Vienna’s immortal bond to morbidity

End of October, the weather became wet and cold. On the weekend, I could already feel winter’s moist breath and chilling breeze. Spending some cosy time on the coach, strolling randomly through the web, I read some articles in regard to Austria’s national holiday. I came across one of these popular “10 things… lists” on what not to tell an Austrian” that hit some of the yodeling and schnitzel stereotypes to the point. So far, I have written about distant countries and cities. With Halloween already knocking on our doors, I thought the time has come to shed light on my city and its clicheé towards morbidity.
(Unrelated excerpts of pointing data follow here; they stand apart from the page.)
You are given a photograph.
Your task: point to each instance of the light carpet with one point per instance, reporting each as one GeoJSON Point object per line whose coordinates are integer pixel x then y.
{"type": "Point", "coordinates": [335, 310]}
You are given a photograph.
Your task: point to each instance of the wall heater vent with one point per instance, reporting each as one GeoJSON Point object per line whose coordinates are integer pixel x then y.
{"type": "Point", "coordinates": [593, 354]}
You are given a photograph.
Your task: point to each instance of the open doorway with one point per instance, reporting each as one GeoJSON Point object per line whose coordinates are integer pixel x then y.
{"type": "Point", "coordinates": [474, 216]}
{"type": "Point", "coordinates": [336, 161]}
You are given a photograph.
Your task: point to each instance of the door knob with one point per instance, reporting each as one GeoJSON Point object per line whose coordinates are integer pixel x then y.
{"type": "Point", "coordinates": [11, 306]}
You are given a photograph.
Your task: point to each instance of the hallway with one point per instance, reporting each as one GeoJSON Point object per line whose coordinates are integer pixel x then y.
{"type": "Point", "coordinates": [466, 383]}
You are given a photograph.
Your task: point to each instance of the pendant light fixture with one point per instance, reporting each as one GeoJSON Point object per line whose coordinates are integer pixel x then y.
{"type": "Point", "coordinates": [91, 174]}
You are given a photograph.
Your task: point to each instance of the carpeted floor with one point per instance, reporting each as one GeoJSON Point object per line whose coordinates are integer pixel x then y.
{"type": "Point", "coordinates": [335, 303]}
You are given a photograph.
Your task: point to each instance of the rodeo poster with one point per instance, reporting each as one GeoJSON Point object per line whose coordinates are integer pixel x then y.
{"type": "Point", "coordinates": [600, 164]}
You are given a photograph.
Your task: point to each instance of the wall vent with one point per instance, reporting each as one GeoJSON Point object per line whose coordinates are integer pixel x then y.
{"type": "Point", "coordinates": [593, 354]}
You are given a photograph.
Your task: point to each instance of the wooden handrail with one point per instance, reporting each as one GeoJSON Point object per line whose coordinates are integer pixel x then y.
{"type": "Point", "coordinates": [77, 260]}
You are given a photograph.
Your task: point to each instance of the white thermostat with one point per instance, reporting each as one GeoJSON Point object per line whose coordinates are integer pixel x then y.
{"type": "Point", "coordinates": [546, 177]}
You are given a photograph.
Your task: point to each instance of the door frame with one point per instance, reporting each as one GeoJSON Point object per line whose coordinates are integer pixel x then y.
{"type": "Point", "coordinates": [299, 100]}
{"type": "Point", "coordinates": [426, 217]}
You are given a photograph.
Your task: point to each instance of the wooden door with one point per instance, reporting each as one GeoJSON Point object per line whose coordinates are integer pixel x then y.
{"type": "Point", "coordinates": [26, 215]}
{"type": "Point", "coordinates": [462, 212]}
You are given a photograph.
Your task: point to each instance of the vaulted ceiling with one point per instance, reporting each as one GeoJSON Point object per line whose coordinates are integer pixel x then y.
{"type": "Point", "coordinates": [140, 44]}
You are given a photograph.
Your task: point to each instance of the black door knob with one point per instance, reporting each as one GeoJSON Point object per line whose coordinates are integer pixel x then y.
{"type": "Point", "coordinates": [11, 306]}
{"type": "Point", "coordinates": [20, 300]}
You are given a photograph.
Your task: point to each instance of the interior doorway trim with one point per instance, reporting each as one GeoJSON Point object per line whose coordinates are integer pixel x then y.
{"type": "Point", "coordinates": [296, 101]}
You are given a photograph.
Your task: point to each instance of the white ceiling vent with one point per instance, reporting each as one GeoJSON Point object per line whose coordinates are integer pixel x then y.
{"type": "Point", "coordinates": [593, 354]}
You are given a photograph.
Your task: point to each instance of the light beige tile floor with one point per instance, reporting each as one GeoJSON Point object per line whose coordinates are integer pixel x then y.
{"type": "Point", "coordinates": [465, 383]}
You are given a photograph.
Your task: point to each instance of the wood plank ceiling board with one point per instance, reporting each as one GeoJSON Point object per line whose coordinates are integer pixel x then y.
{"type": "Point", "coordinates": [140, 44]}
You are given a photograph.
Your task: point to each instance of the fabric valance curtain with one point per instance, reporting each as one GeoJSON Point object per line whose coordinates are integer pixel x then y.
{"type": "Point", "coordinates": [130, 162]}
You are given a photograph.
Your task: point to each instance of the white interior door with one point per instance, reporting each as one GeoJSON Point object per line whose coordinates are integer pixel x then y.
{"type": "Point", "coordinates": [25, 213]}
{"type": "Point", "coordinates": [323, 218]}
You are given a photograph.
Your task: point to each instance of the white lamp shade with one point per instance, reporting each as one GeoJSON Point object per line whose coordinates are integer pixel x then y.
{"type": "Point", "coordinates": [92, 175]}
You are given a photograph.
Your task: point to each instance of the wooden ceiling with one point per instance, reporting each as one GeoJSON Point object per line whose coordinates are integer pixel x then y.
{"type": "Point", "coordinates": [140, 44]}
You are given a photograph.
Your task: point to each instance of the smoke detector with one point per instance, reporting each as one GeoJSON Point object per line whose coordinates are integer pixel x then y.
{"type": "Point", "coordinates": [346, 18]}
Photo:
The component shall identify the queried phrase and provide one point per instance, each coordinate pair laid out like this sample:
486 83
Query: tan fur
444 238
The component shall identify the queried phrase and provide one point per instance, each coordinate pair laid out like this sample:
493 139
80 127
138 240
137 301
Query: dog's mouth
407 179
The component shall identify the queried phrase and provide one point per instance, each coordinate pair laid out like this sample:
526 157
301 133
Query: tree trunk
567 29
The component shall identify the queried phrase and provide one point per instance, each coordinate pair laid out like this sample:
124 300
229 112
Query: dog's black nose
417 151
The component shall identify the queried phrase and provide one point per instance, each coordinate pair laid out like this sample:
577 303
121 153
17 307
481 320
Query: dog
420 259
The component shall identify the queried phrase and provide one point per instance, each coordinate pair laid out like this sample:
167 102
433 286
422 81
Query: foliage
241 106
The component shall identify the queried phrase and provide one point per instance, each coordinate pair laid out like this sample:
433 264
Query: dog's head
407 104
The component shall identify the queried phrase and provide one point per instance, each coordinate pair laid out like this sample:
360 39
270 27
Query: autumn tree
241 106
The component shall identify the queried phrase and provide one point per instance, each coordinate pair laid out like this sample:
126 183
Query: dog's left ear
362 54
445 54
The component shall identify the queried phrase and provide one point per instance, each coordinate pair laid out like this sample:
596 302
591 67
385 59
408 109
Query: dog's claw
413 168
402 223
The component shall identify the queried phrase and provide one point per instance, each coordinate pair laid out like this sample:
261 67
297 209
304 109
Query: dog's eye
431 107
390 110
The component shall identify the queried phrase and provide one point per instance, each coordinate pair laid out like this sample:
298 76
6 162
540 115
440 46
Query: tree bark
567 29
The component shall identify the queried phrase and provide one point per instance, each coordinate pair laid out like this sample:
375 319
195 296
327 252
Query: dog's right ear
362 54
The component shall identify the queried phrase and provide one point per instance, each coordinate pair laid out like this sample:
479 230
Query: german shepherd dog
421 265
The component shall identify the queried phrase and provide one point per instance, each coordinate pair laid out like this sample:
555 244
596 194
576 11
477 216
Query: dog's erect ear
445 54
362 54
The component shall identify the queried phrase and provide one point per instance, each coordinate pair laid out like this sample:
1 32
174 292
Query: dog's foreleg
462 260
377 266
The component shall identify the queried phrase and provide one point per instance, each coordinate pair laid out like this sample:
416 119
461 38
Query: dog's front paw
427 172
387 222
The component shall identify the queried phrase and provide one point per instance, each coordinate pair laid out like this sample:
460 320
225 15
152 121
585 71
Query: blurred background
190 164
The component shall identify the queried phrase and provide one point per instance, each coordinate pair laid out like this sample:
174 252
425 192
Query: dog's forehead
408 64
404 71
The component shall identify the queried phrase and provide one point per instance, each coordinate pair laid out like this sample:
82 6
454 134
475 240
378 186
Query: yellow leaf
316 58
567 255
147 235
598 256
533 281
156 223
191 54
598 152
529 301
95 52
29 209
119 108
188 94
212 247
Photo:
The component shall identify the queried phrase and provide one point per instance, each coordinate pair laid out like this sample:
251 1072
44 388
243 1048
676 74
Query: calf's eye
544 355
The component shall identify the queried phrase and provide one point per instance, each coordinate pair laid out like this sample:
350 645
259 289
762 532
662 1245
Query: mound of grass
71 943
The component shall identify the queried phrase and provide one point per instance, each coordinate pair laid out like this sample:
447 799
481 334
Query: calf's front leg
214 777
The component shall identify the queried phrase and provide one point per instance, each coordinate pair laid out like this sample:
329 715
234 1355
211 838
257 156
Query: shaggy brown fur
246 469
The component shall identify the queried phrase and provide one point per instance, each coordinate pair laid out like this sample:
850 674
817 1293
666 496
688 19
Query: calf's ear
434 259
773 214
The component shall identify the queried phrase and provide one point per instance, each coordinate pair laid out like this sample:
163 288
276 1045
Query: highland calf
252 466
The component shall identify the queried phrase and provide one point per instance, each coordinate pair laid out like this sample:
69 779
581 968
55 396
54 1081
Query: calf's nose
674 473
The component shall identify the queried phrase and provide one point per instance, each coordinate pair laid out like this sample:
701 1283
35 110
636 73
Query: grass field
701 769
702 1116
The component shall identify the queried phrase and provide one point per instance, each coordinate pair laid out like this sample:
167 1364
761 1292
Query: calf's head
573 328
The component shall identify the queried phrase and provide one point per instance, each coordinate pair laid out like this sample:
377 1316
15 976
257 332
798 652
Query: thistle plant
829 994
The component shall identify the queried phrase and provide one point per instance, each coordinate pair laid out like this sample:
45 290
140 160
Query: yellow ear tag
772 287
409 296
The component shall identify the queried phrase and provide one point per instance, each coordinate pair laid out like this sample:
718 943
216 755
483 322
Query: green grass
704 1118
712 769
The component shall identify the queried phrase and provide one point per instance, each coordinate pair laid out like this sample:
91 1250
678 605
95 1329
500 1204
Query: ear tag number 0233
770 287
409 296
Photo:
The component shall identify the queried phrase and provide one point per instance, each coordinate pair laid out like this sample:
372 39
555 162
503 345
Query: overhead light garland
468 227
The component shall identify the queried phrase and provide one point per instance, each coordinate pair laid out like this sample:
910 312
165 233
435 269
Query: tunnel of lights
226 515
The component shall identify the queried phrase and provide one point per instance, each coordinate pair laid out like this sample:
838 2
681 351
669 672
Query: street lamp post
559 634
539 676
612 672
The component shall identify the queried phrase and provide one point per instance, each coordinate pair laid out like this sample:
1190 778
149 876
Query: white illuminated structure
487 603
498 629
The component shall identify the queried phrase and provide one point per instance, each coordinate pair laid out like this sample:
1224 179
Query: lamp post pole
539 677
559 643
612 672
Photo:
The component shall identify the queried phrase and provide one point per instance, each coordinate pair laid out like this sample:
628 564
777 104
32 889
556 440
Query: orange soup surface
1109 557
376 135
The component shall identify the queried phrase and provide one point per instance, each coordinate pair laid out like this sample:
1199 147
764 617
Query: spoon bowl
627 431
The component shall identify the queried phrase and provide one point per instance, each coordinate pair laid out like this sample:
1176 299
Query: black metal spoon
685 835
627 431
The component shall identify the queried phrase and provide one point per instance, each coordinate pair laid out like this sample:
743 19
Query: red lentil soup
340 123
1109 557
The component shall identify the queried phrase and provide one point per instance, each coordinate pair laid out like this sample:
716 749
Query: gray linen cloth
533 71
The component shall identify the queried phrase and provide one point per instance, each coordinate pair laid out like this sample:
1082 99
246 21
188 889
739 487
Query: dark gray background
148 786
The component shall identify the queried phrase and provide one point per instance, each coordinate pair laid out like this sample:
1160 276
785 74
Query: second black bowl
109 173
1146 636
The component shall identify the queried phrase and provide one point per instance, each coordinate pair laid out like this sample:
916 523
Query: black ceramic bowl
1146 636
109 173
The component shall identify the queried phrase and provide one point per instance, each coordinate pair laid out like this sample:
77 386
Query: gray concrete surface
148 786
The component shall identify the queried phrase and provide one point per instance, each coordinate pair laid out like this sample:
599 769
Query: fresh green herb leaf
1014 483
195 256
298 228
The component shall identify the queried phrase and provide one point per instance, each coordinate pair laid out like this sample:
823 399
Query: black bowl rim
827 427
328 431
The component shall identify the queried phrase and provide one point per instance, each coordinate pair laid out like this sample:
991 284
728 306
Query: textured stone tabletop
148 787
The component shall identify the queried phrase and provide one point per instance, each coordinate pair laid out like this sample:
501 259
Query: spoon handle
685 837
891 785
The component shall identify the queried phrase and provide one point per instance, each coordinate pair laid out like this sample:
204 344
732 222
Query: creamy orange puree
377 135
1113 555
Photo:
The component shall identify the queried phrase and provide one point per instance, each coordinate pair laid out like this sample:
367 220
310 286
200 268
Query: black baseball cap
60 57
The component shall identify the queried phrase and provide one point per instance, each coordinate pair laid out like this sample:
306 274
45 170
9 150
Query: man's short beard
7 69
Vienna is reputed to have a peculiar close and bizarre relationship with death. The obsession with morbidity reaches its summit in fall when fog and mist set up the perfect atmosphere. You might think that people are suffering from winter blues engulfed by depressive feelings. Far wrong, Vienna’s morbid attitude is determined by cheerful serenity and looking at death from the bright side with a tenor of grumpiness. (Slight grumpiness is a general trait of Viennese people, especially pronounced in waiters, but this is another story). During All Hallows, cemeteries in general have highlife. But here, a cemetery not only represents the last home of the deceased but a calm and silent place, a retreat to think, process and walk, a shelter for animals living in their urban habitat. The cemeteries are full of anecdotes, well-kept secrets, conspiracies and history that live on in the people wandering through them.


The around 50 cemeteries in Vienna are beautiful. Some are hidden parks surrounded by hedges like in Grimm’s fairy tale of sleeping beauty. Just imagine the hedge of thorns flourishing in summer, tendrils and leaves entwining around old grave stones in fall. Others look like well-kept parklands with large green spaces, trees and various historical monuments. Every season attracts tourists as well as locals to take a relaxing walk in the silence of the graveyards visiting graves of famous musicians, monarchs and poets.

However, the cemeteries are not the only attraction in regard of obscure morbidity.  Various terms and songs illustrate the Viennese oddity: “beautiful corpse”, “Death must be a Viennese guy”. A famous austro-pop song is an ode to the anniversary of Vienna’s central cemetery (“Es lebe der Zentralfriedhof, W. Ambros). If you like museums, you should definitely visit the Funeral and Coffin Museum where you can try out lying in a casket. While staying in Vienna, everyone takes a glimpse at the city’s morbid side. Everybody has one foot in the grave, but unremarkably keep on cheating death.